I want to clarify that when I say something is boring, I mean it is uninteresting to me. That may be because it's genuinely mind-numbingly dumb, but most likely because I think it's hard and difficult to learn, and simply can't be asked.

Ok, then there's this thing I'm working on with my brother Marcus (QuantumTroll). We want to develop a system that uses AI techniques to develop a physics-based control scheme for use in simulations (or computer games). So when a bird wants to go "forward", it doesn't just "go forward" and animate the wings (possibly with inverse kinematics and other fancy techniques), but actually flap the wings, adjust the tail, and clench the little bird-feet in an effort to move itself forward through the air. By applying a generous helping of neural networks and genetic algorithms, we should be able to produce something pretty awesome. Possibly supporting dynamic models (say - the bird broke a wing), context-based learning, and other cool stuff. We'll see.

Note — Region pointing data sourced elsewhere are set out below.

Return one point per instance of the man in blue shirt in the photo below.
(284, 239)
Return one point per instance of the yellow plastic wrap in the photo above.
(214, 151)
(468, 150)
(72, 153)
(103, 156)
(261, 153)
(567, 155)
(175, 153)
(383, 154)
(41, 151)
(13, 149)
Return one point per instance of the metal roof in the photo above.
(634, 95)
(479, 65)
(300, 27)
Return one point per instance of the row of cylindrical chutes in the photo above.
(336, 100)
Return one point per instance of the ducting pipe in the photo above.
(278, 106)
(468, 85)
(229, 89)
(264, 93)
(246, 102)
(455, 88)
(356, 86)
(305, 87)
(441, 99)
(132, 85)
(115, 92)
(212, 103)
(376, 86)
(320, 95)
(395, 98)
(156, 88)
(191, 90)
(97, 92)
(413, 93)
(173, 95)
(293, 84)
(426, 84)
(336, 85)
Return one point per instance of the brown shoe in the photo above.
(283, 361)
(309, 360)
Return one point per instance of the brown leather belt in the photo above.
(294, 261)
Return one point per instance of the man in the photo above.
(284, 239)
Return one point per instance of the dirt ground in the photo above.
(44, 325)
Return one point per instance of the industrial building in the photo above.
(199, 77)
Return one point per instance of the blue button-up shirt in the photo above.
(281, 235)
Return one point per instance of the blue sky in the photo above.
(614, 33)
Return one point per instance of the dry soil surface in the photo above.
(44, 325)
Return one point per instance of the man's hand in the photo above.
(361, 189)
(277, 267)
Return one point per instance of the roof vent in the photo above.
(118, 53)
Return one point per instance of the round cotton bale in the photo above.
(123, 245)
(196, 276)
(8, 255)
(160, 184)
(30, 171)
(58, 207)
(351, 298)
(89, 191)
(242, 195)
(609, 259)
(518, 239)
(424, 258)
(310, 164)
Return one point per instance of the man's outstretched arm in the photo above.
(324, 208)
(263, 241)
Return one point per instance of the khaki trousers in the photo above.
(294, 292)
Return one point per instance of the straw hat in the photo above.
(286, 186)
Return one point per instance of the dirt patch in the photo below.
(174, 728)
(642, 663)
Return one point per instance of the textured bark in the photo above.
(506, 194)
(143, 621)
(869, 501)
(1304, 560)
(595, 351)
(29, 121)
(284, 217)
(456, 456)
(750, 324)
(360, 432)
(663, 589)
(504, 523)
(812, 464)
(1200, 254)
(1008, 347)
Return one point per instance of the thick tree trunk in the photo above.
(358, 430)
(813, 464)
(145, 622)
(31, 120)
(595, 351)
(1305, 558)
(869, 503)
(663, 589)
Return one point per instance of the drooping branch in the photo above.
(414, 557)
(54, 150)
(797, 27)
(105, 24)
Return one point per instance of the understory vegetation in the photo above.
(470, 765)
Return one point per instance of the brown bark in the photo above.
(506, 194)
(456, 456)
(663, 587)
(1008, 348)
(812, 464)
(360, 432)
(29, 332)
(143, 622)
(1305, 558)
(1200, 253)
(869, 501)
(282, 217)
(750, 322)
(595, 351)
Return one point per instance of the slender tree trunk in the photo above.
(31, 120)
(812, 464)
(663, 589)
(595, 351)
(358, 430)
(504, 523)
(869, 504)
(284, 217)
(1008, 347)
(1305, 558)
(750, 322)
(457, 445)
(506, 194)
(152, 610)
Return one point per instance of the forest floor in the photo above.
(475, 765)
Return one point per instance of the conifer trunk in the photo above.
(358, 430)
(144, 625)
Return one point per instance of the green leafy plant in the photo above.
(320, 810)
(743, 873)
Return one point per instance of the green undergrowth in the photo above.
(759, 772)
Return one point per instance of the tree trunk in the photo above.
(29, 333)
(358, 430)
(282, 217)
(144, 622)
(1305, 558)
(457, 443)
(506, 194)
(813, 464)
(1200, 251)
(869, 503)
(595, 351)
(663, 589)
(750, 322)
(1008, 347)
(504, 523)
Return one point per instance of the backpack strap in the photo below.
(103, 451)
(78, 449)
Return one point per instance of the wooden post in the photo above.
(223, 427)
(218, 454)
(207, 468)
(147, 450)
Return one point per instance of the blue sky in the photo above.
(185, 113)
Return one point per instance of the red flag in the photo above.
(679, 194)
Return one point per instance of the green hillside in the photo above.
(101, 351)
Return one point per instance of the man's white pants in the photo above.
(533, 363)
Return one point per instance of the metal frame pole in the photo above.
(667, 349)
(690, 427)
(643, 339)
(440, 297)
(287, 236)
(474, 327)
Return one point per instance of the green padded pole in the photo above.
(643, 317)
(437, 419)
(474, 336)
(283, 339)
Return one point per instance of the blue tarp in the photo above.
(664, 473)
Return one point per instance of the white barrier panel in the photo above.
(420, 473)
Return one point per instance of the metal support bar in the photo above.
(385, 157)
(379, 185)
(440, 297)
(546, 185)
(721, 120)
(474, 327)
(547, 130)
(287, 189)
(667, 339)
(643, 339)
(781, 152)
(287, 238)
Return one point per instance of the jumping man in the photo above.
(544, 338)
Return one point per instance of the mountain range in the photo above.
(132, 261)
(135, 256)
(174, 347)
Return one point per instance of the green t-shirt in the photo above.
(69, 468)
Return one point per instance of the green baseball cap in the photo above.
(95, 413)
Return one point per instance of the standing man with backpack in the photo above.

Next, there's a fairly recent idea hashed out in broad outlines with Jessica:
* Take the Registry of Standardized Parts.
* Flippin' a - toss the parts into a Prolog program. Why not? They're all nice and well-defined, and follow set rules...
* And then - who knows? - flip out and do something like:
?- creature(eat_oil,multiply,emit_raspberry_smell).

Could then buy a couple of kits and follow the instructions in the output, sell it to Shell so they can clean up their latest spill.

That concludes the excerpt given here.